I remember the years of unrelenting apathy, how desperately I desired the ability to feel anything but indifference. Love was a spell, and I didn’t believe in magic. I was reckless, falling and abusing myself at every opportunity; there wasn’t anything I wouldn’t do to see my own bloodshed. Suicidal affection—kamikaze relations.
Then it happened. It was a snowy Christmas in Ireland the day he shattered me with the revelation of his longstanding attachments. He dared me to want it, and I indulged him. It was the price I paid to feel alive—to feel human. No adhesive would salvage this break. It wasn’t clean; it wasn’t quick. It was deep, dirty, and had taken years to fester.
There were several stages of it, and a good few had passed before I’d realized it. I’d traded a lasting love back home for a pipe dream over 5,000 miles away. After that, I tried afresh with another overqualified candidate, and the day I broke him I still hadn’t come close to embracing how damaged I truly was.
Six months in, when I returned to the land of Guinness and rain I started to comprehend, but I failed to recognize the signs when my greatest lover and worst offender held me in his arms.

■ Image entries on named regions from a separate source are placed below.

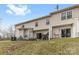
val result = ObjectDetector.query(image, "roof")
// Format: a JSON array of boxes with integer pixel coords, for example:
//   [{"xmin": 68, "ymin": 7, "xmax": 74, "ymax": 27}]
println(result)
[{"xmin": 15, "ymin": 4, "xmax": 79, "ymax": 26}]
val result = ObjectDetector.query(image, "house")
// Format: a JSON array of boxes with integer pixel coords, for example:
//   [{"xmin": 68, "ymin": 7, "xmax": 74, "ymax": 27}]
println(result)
[{"xmin": 15, "ymin": 5, "xmax": 79, "ymax": 39}]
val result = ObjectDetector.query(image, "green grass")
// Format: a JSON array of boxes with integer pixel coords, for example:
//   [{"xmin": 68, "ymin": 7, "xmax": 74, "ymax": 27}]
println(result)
[{"xmin": 0, "ymin": 38, "xmax": 79, "ymax": 55}]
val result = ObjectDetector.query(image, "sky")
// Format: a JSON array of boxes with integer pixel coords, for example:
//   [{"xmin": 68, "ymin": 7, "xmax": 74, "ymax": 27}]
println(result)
[{"xmin": 0, "ymin": 4, "xmax": 73, "ymax": 29}]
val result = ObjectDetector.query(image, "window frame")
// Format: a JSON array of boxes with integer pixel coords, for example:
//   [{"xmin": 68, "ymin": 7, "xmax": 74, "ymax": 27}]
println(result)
[
  {"xmin": 67, "ymin": 11, "xmax": 72, "ymax": 19},
  {"xmin": 45, "ymin": 19, "xmax": 50, "ymax": 25},
  {"xmin": 61, "ymin": 12, "xmax": 67, "ymax": 20},
  {"xmin": 35, "ymin": 22, "xmax": 38, "ymax": 27}
]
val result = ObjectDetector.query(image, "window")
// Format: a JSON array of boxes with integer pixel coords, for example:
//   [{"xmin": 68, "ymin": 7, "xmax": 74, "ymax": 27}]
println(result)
[
  {"xmin": 22, "ymin": 25, "xmax": 24, "ymax": 28},
  {"xmin": 46, "ymin": 19, "xmax": 50, "ymax": 25},
  {"xmin": 61, "ymin": 28, "xmax": 71, "ymax": 37},
  {"xmin": 67, "ymin": 11, "xmax": 72, "ymax": 19},
  {"xmin": 35, "ymin": 22, "xmax": 38, "ymax": 27},
  {"xmin": 61, "ymin": 13, "xmax": 66, "ymax": 20}
]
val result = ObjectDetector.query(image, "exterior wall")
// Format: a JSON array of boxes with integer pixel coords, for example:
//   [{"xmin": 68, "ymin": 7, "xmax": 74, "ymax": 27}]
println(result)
[
  {"xmin": 34, "ymin": 30, "xmax": 49, "ymax": 38},
  {"xmin": 52, "ymin": 25, "xmax": 73, "ymax": 38},
  {"xmin": 50, "ymin": 8, "xmax": 79, "ymax": 26},
  {"xmin": 16, "ymin": 8, "xmax": 79, "ymax": 38}
]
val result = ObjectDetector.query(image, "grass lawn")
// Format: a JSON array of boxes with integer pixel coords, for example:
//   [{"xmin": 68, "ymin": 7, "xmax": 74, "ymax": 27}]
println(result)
[{"xmin": 0, "ymin": 38, "xmax": 79, "ymax": 55}]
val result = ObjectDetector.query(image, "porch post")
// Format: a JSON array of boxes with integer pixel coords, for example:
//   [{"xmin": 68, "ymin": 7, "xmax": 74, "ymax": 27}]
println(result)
[
  {"xmin": 49, "ymin": 25, "xmax": 52, "ymax": 40},
  {"xmin": 28, "ymin": 29, "xmax": 30, "ymax": 39},
  {"xmin": 72, "ymin": 18, "xmax": 79, "ymax": 38}
]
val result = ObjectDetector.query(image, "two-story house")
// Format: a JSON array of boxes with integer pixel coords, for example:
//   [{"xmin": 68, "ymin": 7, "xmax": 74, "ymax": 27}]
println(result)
[{"xmin": 15, "ymin": 5, "xmax": 79, "ymax": 39}]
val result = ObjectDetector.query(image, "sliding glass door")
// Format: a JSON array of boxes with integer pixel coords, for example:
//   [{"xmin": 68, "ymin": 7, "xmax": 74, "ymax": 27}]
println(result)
[{"xmin": 61, "ymin": 28, "xmax": 71, "ymax": 37}]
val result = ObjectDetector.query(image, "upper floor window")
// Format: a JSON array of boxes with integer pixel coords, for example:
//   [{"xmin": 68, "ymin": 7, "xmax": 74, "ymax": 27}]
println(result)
[
  {"xmin": 61, "ymin": 13, "xmax": 66, "ymax": 20},
  {"xmin": 46, "ymin": 19, "xmax": 50, "ymax": 25},
  {"xmin": 61, "ymin": 11, "xmax": 72, "ymax": 20},
  {"xmin": 67, "ymin": 11, "xmax": 72, "ymax": 19},
  {"xmin": 22, "ymin": 25, "xmax": 24, "ymax": 28},
  {"xmin": 35, "ymin": 22, "xmax": 38, "ymax": 27}
]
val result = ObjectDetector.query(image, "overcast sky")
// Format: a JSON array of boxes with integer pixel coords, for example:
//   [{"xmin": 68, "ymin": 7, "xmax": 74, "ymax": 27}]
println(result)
[{"xmin": 0, "ymin": 4, "xmax": 72, "ymax": 28}]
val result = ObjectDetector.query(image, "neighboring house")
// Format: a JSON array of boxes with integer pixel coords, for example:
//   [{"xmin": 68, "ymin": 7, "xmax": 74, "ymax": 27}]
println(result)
[{"xmin": 15, "ymin": 5, "xmax": 79, "ymax": 39}]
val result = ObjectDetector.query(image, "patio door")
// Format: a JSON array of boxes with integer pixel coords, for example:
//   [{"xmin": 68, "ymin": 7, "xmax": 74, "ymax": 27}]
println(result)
[{"xmin": 61, "ymin": 28, "xmax": 71, "ymax": 37}]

Further I neglected to pick up the pieces when he left back to England. Even three months later, when he wrote me from London to end it, I was too preoccupied with losing myself under the Californian sun in the gazes and thrills of part-time lovers with perfect smiles, slow strides, and no last names.
It took a full year to fully comprehend just how deep into those woods I’d gone. Fifteen months have passed, and still I’m circling the drain on the carousel of condemned souls. With the dissolution of hope, all sense of morality and self-respect has dissipated. I am now just a broken girl who is too sad to give a fuck. I don’t want to be fixed. I don’t want to learn names. I want a boy who is so fucked up he doesn’t utter a sound.
And I want him to hate me as much as I do.